Il faut en effet attendre la dynastie des Han pour qu’une véritable politique de conquête  se mette en place. A la suite de l’épisode des royaumes guerriers les Qin puis les Han héritent d’un territoire uni et de la pensée confucéenne comme mode de gouvernement. Dès lors la bonne santé l’économie et l’organisation efficace de l’administration a permettre la mise en place de la conscription militaire sous les Qin. C’est cependant sous l’autorité de l’empereur Han Wudi (141 à 87 avant JC) que va se mettre en place une dynamique de conquête donnant à la Chine l’habitude de se « dilater » sur ses marges. Celle ci va permettre de définir à l’avenir l’aire d’implantation chinoise, ou « Chine des 18 provinces » à laquelle va s’ajouter, en fonction des périodes, des territoires aux populations allogènes. En effet aujourd’hui encore la Chine qualifie son ethnie majoritaire de Han en opposition aux groupes ethniques minoritaires comme les ouïghours ou les tibétains.

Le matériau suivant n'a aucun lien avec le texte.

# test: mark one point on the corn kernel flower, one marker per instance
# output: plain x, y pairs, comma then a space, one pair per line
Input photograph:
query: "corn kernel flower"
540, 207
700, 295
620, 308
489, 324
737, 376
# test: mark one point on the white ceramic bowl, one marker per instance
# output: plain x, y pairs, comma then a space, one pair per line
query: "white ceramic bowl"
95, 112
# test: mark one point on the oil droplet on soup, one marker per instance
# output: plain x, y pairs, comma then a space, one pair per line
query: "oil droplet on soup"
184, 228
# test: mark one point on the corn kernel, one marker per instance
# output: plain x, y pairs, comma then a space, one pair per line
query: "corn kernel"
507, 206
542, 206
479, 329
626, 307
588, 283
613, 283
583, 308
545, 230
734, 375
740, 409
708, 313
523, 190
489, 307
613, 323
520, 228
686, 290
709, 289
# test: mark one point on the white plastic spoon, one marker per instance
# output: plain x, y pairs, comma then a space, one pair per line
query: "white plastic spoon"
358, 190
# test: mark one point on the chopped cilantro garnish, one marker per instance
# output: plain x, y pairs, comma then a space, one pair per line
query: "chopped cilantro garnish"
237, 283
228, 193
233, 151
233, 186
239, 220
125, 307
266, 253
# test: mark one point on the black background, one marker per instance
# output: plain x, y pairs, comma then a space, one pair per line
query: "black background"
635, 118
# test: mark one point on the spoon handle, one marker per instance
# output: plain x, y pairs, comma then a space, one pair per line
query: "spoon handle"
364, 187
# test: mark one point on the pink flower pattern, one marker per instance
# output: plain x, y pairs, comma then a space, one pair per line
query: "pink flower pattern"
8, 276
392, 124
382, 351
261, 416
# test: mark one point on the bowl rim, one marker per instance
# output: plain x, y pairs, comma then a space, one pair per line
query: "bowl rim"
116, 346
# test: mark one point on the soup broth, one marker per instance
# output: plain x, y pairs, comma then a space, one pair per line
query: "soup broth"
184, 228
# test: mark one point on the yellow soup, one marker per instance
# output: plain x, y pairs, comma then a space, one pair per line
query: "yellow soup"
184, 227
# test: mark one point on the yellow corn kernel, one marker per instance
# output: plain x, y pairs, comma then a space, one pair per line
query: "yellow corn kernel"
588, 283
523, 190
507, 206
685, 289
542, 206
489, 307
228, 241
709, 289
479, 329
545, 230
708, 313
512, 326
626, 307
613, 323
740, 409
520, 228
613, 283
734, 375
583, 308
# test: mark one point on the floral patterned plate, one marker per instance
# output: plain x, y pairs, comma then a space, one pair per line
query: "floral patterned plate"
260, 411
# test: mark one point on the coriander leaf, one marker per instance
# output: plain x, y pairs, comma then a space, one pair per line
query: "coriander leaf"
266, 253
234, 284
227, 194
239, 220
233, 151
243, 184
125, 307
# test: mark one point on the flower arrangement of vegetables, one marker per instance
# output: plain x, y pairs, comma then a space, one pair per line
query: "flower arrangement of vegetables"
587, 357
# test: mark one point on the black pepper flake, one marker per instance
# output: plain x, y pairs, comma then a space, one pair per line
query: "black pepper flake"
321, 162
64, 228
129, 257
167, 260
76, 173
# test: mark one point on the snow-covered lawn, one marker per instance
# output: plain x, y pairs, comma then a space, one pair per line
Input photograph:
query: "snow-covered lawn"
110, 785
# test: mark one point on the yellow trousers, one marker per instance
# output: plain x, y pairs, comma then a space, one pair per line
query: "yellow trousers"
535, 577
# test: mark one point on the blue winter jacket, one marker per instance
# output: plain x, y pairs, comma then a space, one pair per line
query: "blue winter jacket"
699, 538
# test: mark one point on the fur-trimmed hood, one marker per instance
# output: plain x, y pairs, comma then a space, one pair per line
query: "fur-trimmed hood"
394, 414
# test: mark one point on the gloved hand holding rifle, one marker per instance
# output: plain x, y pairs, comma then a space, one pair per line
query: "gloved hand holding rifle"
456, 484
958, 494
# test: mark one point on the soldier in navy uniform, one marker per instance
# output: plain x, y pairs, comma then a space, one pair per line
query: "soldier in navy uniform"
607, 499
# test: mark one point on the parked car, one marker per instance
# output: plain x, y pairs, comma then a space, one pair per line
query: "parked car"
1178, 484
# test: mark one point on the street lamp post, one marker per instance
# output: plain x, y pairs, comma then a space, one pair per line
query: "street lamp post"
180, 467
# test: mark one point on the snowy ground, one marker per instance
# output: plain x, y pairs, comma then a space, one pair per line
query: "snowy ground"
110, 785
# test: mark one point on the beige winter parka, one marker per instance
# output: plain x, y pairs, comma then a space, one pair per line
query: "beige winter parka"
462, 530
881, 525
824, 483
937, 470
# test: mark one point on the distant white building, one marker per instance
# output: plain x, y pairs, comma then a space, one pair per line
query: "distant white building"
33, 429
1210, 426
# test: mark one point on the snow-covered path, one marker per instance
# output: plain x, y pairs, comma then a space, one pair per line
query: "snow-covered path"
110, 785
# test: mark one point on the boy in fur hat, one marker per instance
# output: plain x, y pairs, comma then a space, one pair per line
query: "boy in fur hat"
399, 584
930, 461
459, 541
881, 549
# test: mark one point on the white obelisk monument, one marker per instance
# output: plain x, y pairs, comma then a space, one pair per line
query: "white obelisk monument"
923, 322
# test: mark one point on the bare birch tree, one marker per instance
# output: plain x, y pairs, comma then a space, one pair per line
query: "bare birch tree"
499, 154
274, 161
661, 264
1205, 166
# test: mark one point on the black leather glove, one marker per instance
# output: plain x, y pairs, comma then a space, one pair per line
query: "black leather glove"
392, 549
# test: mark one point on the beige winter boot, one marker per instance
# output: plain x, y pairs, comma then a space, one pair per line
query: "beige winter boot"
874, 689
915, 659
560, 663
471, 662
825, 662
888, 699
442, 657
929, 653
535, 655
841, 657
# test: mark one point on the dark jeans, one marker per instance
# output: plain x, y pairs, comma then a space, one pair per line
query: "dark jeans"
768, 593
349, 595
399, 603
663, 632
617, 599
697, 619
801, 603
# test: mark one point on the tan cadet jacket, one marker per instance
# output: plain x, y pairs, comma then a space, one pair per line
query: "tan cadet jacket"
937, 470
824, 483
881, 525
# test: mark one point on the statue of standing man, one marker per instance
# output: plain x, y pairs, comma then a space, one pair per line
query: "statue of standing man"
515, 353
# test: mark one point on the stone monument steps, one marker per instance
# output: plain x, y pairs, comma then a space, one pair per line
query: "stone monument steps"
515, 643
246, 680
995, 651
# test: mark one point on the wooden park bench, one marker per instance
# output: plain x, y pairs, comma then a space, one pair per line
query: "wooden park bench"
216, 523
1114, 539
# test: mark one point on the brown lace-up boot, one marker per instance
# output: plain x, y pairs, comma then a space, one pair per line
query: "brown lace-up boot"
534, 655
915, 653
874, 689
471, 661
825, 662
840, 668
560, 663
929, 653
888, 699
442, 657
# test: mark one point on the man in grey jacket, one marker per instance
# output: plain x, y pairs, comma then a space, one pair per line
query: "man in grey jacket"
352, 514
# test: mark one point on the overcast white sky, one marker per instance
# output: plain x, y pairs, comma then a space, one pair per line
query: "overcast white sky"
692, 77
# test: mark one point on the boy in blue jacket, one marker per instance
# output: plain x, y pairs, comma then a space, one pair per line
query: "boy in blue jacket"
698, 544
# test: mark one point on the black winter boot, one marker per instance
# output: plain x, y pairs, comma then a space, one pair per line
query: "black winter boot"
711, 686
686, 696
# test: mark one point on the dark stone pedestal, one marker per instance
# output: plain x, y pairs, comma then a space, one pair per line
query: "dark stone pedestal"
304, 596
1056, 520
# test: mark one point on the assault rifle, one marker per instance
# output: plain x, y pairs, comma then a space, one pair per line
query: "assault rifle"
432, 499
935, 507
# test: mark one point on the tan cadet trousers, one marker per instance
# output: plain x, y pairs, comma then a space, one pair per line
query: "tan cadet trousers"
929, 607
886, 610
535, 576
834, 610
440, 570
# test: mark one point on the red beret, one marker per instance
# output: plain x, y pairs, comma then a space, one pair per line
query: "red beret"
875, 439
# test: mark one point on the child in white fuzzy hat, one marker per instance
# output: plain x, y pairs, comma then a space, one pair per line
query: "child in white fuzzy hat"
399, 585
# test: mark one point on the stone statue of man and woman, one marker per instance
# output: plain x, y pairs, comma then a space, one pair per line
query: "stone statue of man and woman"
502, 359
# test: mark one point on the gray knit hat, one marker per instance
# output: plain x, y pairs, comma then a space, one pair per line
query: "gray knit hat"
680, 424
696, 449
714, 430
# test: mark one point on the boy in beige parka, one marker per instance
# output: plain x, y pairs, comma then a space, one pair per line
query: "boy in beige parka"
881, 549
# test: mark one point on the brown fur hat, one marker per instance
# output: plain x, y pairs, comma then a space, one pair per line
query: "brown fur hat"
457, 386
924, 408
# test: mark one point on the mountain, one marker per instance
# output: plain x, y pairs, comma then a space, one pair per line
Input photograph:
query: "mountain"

En effet en fonction de la vitalité de l’empire et de l’agitation des nomades des steppes d’Asie centrale l’empire va se rétracter ou se développer. On peut résumer cette histoire de la façon suivante : après les Han l’empire se divise en trois puis en deux royaume (Nord contre Sud, de 220 à 581), après l’unité retrouvée sous la dynastie des Sui (581-618) les Tang (618 – 907) mènent une nouvelle   expansion sur les traces des Han, puis suite à la partition de l’empire en dix royaumes (907 – 959) les Song ( du Nord puis du Sud, 960 – 1279) réinstaure l’unité. L’empire tombera ensuite sous le contrôle des mongoles et intégrera leur empire pour en être le plus grand territoire après la mort de Gengis Khan et l’installation de la dynastie mongole des Yuan (1271 – 1368). La reprise de pouvoir par la dynastie « nationale » des Ming (1368 -1644) et la fin du joug mongole correspondent à une perte de territoire avant l’installation de la dynastie mandchoue des Qing (1644 -1911) sous lesquels la Chine aura connu son expansion maximale avant son effondrement.

Ainsi l’ensemble de l’histoire territoriale de la Chine se comprend comme un noyau de 18 provinces issu de l’âge d’or des Han auquel va s’ajouter au fur et à mesure des marches permettant le contrôle des frontières et la soumission des populations nomades d’Asie centrale, Sibérie et de la péninsule indochinoise.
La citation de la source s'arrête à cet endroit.